Judgment, Supreme Court, New York County (Arlene Silver-man, J.), rendered November 15, 2004, convicting defendant, after a jury trial, of burglary in the third degree, and sentencing him, as a second felony offender, to a term of 3 to 6 years, unanimously affirmed.
The court properly denied defendant’s suppression motion. As defendant concedes, the officer conducted a proper level-one request for information because defendant and his companion were carrying heavy-looking garbage bags at 2:30 a.m.

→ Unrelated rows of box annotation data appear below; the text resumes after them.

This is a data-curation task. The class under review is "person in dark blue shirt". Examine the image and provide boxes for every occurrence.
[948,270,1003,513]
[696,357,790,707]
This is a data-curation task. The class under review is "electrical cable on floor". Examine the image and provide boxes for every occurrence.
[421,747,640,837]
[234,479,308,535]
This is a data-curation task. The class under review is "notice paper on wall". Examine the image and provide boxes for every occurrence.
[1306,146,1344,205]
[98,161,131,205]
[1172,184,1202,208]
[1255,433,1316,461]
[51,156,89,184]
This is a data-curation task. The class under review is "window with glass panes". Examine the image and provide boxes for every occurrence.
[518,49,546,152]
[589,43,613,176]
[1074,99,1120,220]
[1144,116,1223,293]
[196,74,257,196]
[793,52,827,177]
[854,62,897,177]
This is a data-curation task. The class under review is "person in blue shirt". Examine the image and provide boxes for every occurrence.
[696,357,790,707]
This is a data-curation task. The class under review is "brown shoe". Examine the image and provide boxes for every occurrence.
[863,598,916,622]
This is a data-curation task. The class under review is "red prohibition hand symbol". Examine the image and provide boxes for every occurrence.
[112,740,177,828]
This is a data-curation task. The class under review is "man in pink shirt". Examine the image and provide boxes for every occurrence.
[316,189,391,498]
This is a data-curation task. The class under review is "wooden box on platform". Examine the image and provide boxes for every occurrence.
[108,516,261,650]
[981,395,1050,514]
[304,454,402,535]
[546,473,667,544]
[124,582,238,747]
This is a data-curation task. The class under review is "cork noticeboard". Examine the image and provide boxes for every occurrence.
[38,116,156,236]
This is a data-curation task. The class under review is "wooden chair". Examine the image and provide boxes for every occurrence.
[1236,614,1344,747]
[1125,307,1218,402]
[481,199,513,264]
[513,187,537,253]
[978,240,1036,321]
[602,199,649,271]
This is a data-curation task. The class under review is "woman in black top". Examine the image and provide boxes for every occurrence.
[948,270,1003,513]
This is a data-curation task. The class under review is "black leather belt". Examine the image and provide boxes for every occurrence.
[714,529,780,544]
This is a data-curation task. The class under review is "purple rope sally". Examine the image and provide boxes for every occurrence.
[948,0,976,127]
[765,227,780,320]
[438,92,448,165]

When defendant’s companion evinced a consciousness of guilt by spontaneously assuming the “spread eagle” or “frisk” position even before the officer, who was exiting his unmarked car, had said anything (see People v Wigfall, 295 AD2d 222 [2002], lv denied 99 NY2d 540 [2002]), and when defendant and his companion gave illogical and implausible answers to the officer’s questions, this created a founded suspicion on the officer’s part that criminal activity was afoot, entitling him to exercise the common-law right of inquiry by asking to look inside the bags (see People v De Bour, 40 NY2d 210, 223 [1976]; People v Ward, 22 AD3d 368 [2005], lv denied 6 NY3d 782 [2006]); People v McPherson, 286 AD2d 616 [2001], lv denied 97 NY2d 685 [2001]).
The challenged portions of the prosecutor’s cross-examination of defendant were generally within the bounds of permissible *296advocacy, and contained nothing that was so egregious as to deprive defendant of a fair trial (see People v Overlee, 236 AD2d 133, 136, 142 [1997], lv denied 91 NY2d 976 [1998]). Concur— Saxe, J.E, Marlow, Nardelli, Catterson and McGuire, JJ.